Where's My Money?' a Vocal Slugfest
by Michael Kuchwara, AP Drama Critic

NEW YORK (AP) - There's nothing like a good argument to set theatrical juices flowing. And ``Where's My Money?'' is a verbal slugfest put together by an expert at comic and not-so-comic mayhem, John Patrick Shanley.

The play, which the Labyrinth Theater Company has opened at Center Stage/NY, revels in over-the-top combat, the kind of intense outbursts that can only be committed by people who know each other all too well.

Shanley has done this sort of thing before: on stage in ``Danny and the Deep Blue Sea'' and on film in ``Moonstruck,'' for which he won a best screenplay Oscar. He writes acidic, often very funny dialogue that ping-pongs somewhere near the speed of light between actors.

Fortunately, Shanley, who also directed (a mite too indulgently), has put together a cast nimble enough to handle the high velocity. For much of the time, ``Where's My Money?'' deals with a pair of married couples, each with unraveling relationships.

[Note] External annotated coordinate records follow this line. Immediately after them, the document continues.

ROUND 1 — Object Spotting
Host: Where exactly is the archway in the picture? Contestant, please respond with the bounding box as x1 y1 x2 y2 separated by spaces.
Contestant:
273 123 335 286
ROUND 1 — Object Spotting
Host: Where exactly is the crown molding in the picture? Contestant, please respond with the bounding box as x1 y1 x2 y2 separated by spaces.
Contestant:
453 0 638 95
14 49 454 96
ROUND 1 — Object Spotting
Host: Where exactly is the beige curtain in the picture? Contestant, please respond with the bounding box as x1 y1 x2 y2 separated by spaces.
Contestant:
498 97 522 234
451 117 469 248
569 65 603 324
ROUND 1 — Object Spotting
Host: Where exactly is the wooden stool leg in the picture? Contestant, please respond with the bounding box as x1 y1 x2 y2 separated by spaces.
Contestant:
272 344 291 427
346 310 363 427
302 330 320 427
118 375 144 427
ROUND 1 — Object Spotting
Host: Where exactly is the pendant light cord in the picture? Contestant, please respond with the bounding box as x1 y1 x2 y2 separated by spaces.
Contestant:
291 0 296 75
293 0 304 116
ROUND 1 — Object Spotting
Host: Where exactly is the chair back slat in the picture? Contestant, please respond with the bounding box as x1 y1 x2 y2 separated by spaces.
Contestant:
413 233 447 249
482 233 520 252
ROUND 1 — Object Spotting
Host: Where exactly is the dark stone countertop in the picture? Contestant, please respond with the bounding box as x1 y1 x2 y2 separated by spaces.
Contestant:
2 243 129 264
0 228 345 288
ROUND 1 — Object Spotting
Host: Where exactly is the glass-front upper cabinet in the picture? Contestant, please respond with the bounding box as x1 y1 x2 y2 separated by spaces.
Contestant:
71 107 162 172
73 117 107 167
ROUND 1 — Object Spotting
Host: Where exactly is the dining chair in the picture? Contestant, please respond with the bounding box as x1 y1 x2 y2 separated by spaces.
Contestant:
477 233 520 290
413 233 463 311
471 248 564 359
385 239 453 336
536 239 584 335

Sidney is a divorce lawyer, cheating on his wife, Marcia Marie, with Celeste, a would-be actress who has a limp. This slight disproportion between her left and right hip certainly hinders her marketability, according to best friend Natalie.

Natalie is one of those close companions whose obnoxious good intentions always have bad results. She advises Celeste about her affair. To complicate matters, Natalie is married to Henry, Sidney's colleague, so things get a little close. Natalie and Henry have hit a rocky patch, too, with the woman haunted by what appears to be the ghost of her ex-lover.

Are you following all this? The various plot permutations are not as important as what is being said. Shanley's fierce martial conversations don't allow for much character development.

Yet David Deblinger and Florencia Lozano, as the squabbling Sidney and Marcia Marie, are astonishing in their gladiatorial skills as well as in their decibel level.

Yetta Gottelsman brings a rare moment of sweetness to the used and abused Celeste, while John Ortiz and Paula Pizzi spar effectively as couple number two.

The evening is short, less than 90 minutes, but it's relentless - at least until the final moment when the play fizzles in an unexpectedaccommodation that is as unsatisfying as it is unlikely.

Maybe by then, the characters, not to mention the actors, are exhausted and in serious need of quiet. So is the audience.